I’m on blogging break right now, but I may expand the below notes into a series of posts when I have more time. Brb!


How to get have sustained viral growth:
– Have a great product (ideally in communication or social content)
- Convert user growth ideas into Excel-based hypotheses and clear user funnels
- Build and track each step of your funnels
- Get an initial stream of traffic (Adwords is OK)
- Optimize until every user is bringing in a new user
Timeline: weeks to months

Getting scientific about user acquisition:
– Start with your laundry list of acquisition ideas
- SEO, tell a friend, Twitter, etc.
- Convert into 2-3 testable hypotheses
- “Buy users for $1, monetize at $5″
- “20% of registered users will import addressbooks, >5 of their friends will register”

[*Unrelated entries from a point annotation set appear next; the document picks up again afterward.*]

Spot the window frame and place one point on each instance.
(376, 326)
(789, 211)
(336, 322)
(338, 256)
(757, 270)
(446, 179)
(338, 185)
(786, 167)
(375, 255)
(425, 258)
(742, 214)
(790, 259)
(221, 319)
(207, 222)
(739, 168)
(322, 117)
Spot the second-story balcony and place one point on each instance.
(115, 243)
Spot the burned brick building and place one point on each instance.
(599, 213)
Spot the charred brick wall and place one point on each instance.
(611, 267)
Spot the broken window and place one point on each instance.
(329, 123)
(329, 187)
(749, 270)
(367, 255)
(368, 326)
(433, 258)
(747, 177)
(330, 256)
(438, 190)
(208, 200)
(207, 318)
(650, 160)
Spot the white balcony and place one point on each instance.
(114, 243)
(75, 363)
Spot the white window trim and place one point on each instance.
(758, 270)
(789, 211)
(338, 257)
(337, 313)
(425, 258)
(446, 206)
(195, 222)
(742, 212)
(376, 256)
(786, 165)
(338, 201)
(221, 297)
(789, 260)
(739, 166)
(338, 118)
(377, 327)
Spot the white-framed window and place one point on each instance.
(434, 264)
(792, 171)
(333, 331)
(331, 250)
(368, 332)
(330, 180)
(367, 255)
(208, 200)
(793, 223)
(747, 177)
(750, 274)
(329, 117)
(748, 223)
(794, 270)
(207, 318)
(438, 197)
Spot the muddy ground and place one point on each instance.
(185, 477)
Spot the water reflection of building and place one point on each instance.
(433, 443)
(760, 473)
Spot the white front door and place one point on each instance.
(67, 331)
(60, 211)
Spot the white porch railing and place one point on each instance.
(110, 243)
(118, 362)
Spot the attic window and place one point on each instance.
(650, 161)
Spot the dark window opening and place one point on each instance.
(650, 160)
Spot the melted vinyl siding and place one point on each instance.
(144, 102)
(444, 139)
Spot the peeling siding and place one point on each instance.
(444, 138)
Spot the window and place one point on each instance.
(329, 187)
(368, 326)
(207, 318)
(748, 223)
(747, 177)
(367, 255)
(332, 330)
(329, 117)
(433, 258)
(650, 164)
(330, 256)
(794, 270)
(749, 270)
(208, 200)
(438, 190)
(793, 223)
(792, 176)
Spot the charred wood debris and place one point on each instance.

Viral loops in SaaS/enterprise
- What things do people share? What tools do they use for communication?
- files, wikis, Outlook, Excel, USB keys, etc.
- These are your viral channels (vs Newsfeed/Notifications on Facebook)
- If your value prop can align with a channel, then you might make it viral
- Case studies: Yousendit, Dropbox, Wikis, Basecamp, etc.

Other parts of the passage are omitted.